Estimating Development Time
Estimating the time required to build an integration can be difficult, as it depends heavily on your existing architecture, team experience, and the desired depth of functionality. This guide provides a framework to help you create a more accurate and realistic project plan.
What Takes the Most Time?
While the actual coding is a significant part of the work, our experience shows that the following areas often consume the most development resources.
- Product Decisions: Before writing a line of code, you need to decide how the integration will function within your product. How will users initiate a sync (if it's not automatic)? How will you handle data conflicts? What does the UI look like? Answering these questions upfront is critical and time-consuming.
- Data Model Changes: This is often the largest technical hurdle. You will need to adapt your existing database schema to accommodate data from external systems. This can involve restructuring your organization hierarchy (i.e. classes, schools) or, more commonly, adding a way to store external identifiers (like the Edlink
id) for your users, classes, and other objects. - Existing Customer Migrations: If you have existing customers that you plan to move to an Edlink integration, you will need a strategy to map their current, manually-created data to the new, synced data from their LMS or SIS.
- Scope of Functionality: At risk of stating the obvious, the more you want the integration to do, the longer it will take. A simple SSO and rostering integration is far less complex than one that also includes deep integration with assignments and grade passback.
General Timelines
While every project is different, here are some rough estimates for a developer who has some prior experience with building integrations.
- 1-2 weeks for a simple integration (SSO + Roster Sync).
- 3-6 weeks for a more complex integration (SSO + Roster Sync + Assignments + Grade Passback).
These timelines assume that the necessary product decisions and data model changes have already been planned. Obviously, large data model changes and migrations may add significant time to the project.
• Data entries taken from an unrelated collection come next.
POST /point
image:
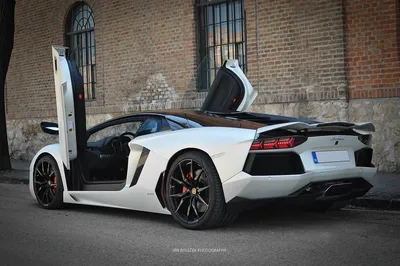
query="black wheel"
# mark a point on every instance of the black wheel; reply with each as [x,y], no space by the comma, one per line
[194,193]
[47,183]
[328,206]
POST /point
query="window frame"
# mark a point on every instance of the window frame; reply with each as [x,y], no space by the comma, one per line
[76,53]
[204,81]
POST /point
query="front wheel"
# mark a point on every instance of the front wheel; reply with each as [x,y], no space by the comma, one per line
[47,183]
[194,193]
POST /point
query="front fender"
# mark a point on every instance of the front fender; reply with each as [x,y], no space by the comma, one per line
[54,151]
[227,147]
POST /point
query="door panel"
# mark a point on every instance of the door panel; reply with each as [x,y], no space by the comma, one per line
[70,105]
[231,91]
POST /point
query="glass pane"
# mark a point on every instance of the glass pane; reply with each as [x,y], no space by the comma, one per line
[94,74]
[240,53]
[211,57]
[84,74]
[210,35]
[231,15]
[232,51]
[223,13]
[212,77]
[239,30]
[217,17]
[224,31]
[217,34]
[218,56]
[238,9]
[209,15]
[224,53]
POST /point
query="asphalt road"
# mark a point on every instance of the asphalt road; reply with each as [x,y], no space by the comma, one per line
[80,235]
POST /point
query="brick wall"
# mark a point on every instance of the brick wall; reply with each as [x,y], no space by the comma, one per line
[299,54]
[373,32]
[144,48]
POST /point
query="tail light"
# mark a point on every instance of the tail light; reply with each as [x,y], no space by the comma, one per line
[277,143]
[365,139]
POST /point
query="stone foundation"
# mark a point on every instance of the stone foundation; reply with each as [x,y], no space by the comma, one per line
[26,138]
[385,115]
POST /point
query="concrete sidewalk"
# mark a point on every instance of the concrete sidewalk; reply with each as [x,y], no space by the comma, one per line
[384,195]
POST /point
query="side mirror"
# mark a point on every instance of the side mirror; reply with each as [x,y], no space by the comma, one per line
[49,128]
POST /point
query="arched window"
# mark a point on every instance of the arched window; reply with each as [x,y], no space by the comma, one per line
[80,39]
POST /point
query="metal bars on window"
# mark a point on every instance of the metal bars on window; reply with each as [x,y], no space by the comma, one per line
[221,37]
[80,35]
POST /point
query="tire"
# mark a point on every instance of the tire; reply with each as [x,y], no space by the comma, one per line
[47,183]
[198,182]
[328,206]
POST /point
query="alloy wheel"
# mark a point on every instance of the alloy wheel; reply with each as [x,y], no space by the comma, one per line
[44,182]
[189,191]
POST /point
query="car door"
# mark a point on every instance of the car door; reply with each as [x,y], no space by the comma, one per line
[230,91]
[70,106]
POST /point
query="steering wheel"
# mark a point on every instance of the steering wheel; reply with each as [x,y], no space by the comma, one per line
[128,134]
[125,147]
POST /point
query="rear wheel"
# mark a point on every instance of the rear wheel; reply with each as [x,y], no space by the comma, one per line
[194,193]
[47,183]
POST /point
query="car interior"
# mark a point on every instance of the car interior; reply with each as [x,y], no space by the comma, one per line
[106,156]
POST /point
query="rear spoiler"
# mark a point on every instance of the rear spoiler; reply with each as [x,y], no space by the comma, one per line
[334,126]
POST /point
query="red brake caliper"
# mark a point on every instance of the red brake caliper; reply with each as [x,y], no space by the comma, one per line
[188,177]
[55,186]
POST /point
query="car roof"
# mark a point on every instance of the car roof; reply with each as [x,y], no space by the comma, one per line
[200,117]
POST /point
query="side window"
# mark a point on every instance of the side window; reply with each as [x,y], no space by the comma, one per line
[177,123]
[116,130]
[151,125]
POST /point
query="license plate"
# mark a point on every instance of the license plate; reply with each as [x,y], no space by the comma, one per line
[330,156]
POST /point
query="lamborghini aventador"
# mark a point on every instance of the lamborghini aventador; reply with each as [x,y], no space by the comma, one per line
[204,166]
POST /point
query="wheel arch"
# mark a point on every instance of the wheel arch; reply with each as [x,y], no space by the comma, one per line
[182,151]
[163,175]
[53,151]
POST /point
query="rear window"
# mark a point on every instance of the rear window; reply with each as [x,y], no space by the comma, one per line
[177,123]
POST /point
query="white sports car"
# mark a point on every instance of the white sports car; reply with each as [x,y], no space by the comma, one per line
[202,167]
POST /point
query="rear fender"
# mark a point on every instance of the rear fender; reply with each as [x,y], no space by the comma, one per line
[227,147]
[336,126]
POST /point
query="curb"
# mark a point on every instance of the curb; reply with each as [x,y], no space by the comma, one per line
[14,176]
[11,180]
[377,203]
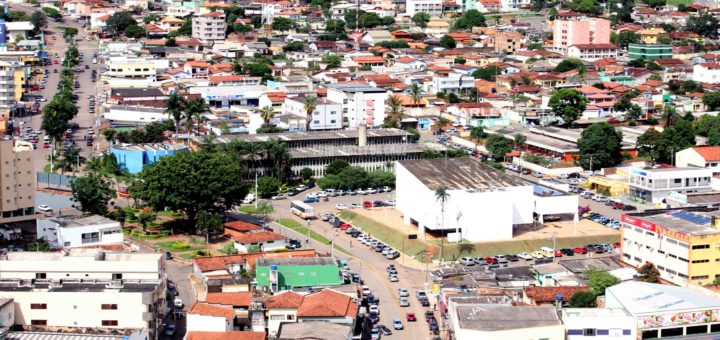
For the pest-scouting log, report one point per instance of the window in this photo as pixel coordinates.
(109, 322)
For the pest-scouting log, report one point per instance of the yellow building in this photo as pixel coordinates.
(683, 245)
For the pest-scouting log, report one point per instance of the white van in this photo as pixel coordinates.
(548, 252)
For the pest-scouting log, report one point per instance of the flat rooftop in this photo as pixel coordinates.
(499, 317)
(463, 173)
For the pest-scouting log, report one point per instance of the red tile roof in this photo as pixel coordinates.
(230, 299)
(232, 335)
(210, 310)
(327, 303)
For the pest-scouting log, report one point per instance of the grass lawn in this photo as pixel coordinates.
(387, 235)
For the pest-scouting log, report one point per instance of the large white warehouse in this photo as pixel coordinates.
(483, 203)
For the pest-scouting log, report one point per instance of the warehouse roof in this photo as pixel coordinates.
(465, 173)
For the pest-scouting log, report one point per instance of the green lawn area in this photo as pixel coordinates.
(387, 235)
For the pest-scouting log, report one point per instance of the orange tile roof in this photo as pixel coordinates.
(232, 335)
(327, 303)
(231, 299)
(285, 300)
(210, 310)
(264, 236)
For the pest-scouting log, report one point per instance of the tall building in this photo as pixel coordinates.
(17, 181)
(209, 27)
(580, 31)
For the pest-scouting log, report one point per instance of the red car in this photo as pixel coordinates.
(580, 250)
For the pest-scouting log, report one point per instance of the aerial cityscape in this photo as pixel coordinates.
(368, 169)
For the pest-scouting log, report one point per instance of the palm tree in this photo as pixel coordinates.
(267, 114)
(174, 107)
(310, 106)
(442, 195)
(415, 93)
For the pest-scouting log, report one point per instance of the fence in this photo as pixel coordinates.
(53, 180)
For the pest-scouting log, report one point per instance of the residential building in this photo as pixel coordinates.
(655, 185)
(661, 311)
(432, 7)
(292, 273)
(681, 244)
(702, 157)
(361, 105)
(209, 27)
(580, 31)
(17, 183)
(327, 114)
(706, 73)
(85, 290)
(79, 231)
(649, 52)
(599, 323)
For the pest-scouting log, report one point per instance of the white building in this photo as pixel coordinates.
(702, 157)
(661, 311)
(599, 324)
(706, 73)
(483, 203)
(655, 185)
(432, 7)
(84, 290)
(327, 114)
(360, 104)
(79, 231)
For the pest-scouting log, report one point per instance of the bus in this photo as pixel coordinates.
(303, 210)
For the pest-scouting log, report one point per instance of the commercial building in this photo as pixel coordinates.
(291, 273)
(661, 311)
(134, 157)
(209, 27)
(579, 31)
(682, 244)
(79, 231)
(86, 291)
(649, 52)
(655, 185)
(17, 181)
(477, 192)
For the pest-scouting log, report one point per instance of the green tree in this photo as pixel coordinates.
(599, 280)
(471, 18)
(568, 104)
(648, 273)
(211, 182)
(92, 192)
(603, 142)
(498, 146)
(268, 186)
(447, 42)
(421, 19)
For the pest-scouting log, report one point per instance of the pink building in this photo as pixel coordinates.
(580, 31)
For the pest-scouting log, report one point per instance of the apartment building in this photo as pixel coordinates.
(654, 185)
(209, 27)
(580, 30)
(432, 7)
(683, 245)
(17, 181)
(327, 114)
(85, 290)
(361, 105)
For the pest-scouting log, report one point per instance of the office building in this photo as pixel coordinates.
(17, 181)
(682, 244)
(655, 185)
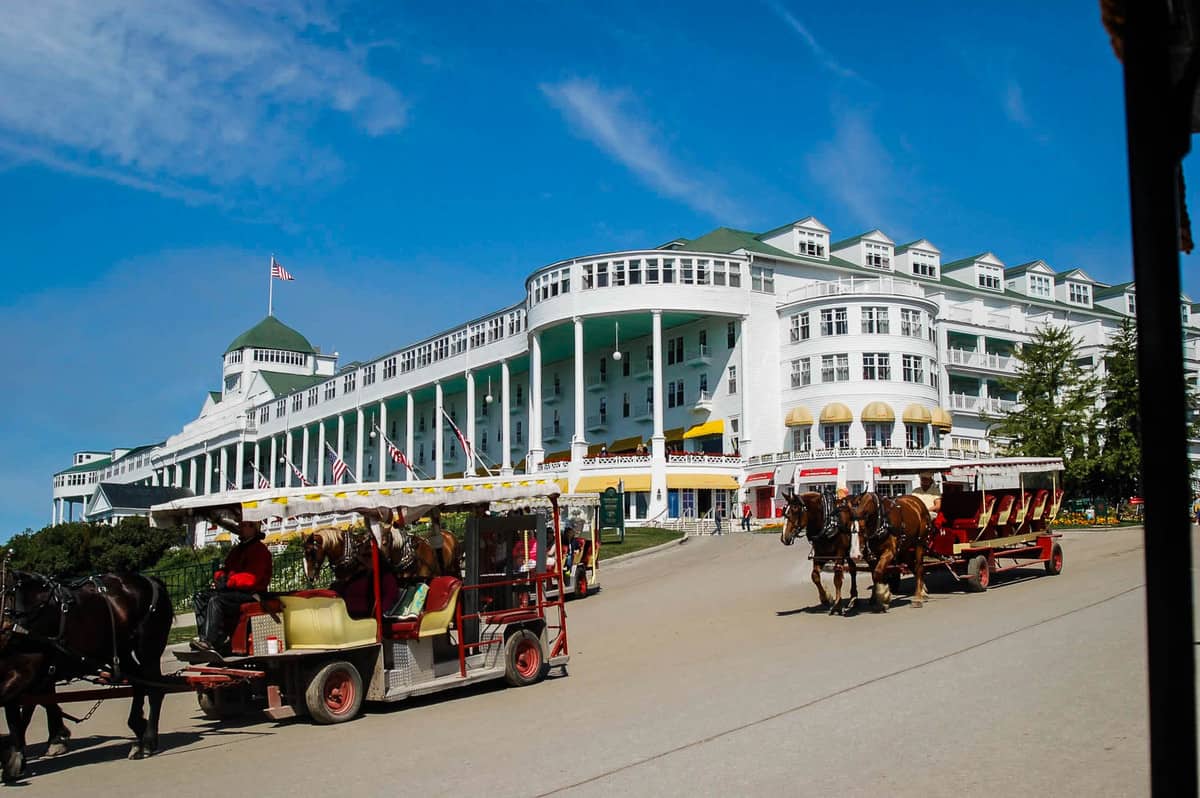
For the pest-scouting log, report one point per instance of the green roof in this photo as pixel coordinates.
(273, 334)
(725, 240)
(87, 467)
(283, 384)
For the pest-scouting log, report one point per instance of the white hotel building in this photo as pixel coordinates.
(745, 360)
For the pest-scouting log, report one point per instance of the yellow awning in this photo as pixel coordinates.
(720, 481)
(625, 444)
(599, 484)
(879, 412)
(714, 427)
(917, 414)
(837, 413)
(798, 417)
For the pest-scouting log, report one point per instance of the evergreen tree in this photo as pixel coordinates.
(1057, 399)
(1120, 427)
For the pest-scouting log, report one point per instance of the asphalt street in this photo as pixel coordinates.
(706, 670)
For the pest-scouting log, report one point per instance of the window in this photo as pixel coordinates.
(810, 244)
(912, 370)
(835, 369)
(876, 365)
(762, 279)
(1041, 286)
(911, 323)
(915, 436)
(675, 394)
(877, 435)
(989, 276)
(802, 372)
(875, 321)
(879, 256)
(835, 436)
(834, 322)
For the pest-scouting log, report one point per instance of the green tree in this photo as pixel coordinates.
(1119, 472)
(1057, 399)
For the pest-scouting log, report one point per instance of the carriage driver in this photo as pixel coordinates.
(246, 571)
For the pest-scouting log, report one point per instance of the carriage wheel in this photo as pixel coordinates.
(334, 694)
(1054, 565)
(978, 574)
(523, 660)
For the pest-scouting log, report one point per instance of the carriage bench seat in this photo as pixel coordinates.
(435, 618)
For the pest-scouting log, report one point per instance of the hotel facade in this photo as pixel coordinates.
(697, 375)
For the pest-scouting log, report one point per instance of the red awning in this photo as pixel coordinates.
(760, 479)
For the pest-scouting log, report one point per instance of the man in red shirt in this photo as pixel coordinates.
(246, 571)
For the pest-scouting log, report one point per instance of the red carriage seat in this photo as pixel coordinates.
(435, 618)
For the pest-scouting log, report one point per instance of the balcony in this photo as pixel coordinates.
(701, 355)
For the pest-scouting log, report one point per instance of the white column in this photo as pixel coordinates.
(535, 451)
(408, 437)
(358, 447)
(304, 451)
(341, 437)
(382, 455)
(505, 424)
(469, 468)
(438, 426)
(240, 469)
(579, 438)
(321, 453)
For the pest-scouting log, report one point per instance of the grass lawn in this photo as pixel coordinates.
(636, 539)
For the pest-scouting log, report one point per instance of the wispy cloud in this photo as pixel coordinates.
(604, 118)
(820, 53)
(156, 95)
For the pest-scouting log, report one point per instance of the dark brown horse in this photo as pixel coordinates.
(826, 523)
(114, 627)
(892, 532)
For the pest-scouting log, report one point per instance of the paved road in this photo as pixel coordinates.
(701, 671)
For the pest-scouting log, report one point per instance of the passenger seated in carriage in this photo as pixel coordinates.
(246, 573)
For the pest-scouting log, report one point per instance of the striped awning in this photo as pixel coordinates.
(837, 413)
(714, 427)
(719, 481)
(917, 414)
(798, 417)
(879, 412)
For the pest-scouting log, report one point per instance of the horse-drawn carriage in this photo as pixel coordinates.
(993, 516)
(316, 653)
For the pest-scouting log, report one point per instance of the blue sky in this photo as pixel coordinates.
(412, 165)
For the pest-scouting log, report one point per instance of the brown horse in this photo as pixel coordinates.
(113, 625)
(826, 525)
(892, 532)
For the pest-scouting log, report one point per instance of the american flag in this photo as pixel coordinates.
(279, 271)
(457, 433)
(339, 466)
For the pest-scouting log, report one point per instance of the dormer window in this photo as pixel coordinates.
(811, 244)
(877, 256)
(1041, 286)
(989, 276)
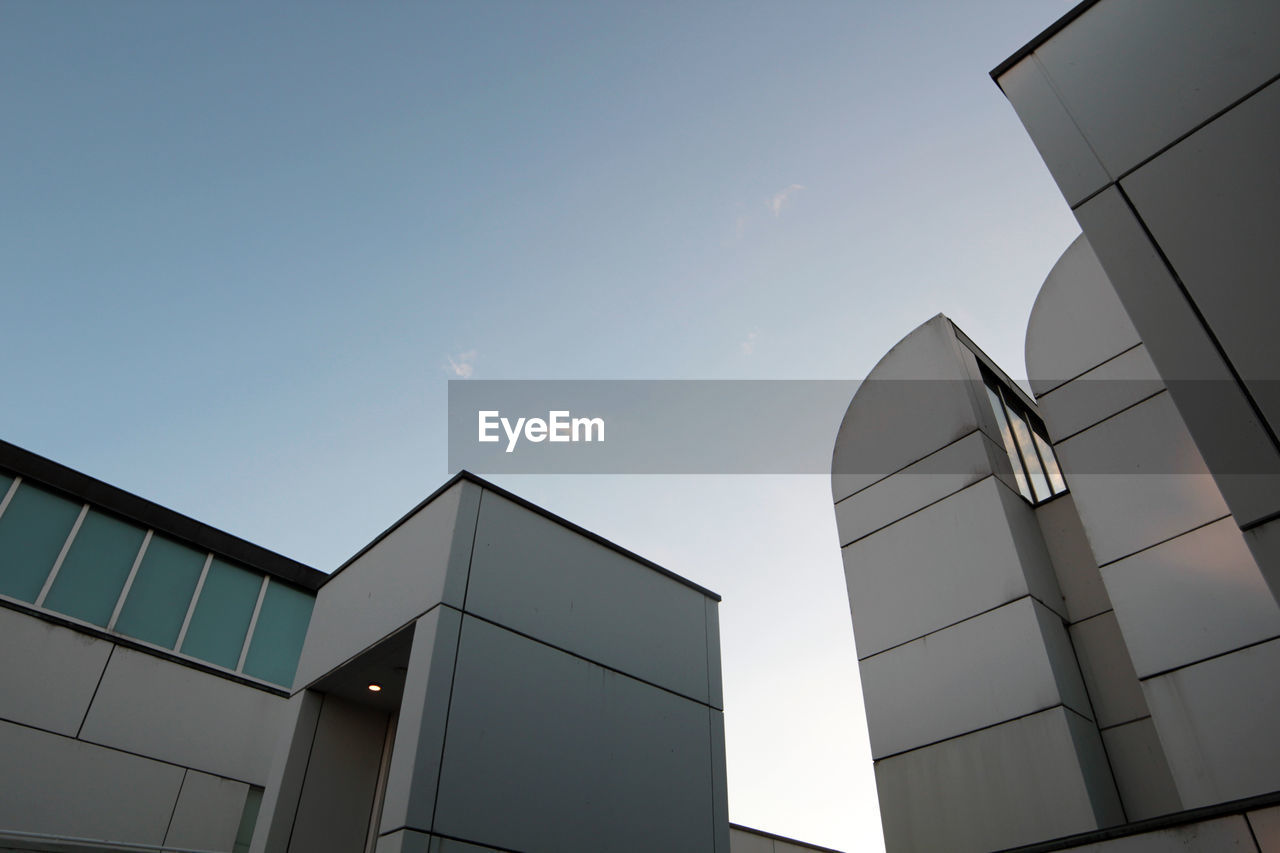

Factors That Influence Your Timeline
Use these questions to refine your estimate:
- Have you built an integration before? If your team has experience with OAuth 2.0, processing webhooks, and syncing external data, the project will go much faster.
- Have you built more than one integration? If so, you've likely already developed an abstraction layer for handling external data (e.g., a polymorphic
external_identifierstable). This can be adapted for Edlink and significantly reduce development time. - Do you have an existing job scheduling system? If you already have a cron-type process and a worker architecture for running background tasks, you can leverage this for your roster syncs instead of building it from scratch.
- How large are your largest districts? A sync process that works for a 1,000-student district may not scale to a 100,000-student district. Performance testing and optimization will be necessary for larger clients.
- How many districts do you plan to support? The more integrations you have, the more robust your scheduling, queuing, and monitoring systems will need to be.
- Will you provision data ahead of time or on-demand? A full, scheduled roster sync (ahead of time) is more complex initially but may be more robust and scalable, operationally. Fetching data on-demand via the User API as users log in is simpler but less suitable for admin-level features or analytics.
Assorted Best Practices
To avoid common pitfalls, we strongly recommend the following:
- Don't use email as a unique identifier. Email addresses can change and are not always guaranteed to be unique in the source system. Always use the Edlink
idfield to uniquely identify people, classes, schools, and other entities. - Soft-delete your data. People or class might temporarily disappear from the data feed due to an issue at the source, or a modification of Sharing Rules. Instead of permanently deleting the record from your database, mark it as "inactive." This prevents accidental data loss and allows for easier reconciliation on the next successful sync.
- Break your implementation into phases. A phased approach allows you to deliver value to your customers faster and reduces project risk. We recommend:
- Phase 1: SSO + Roster Sync. This is the foundation of most integrations and provides immediate value by simplifying login and user management.
- Phase 2: Assignments & Grade Passback. Once rostering is stable, you can build on top of it with more advanced coursework functionality.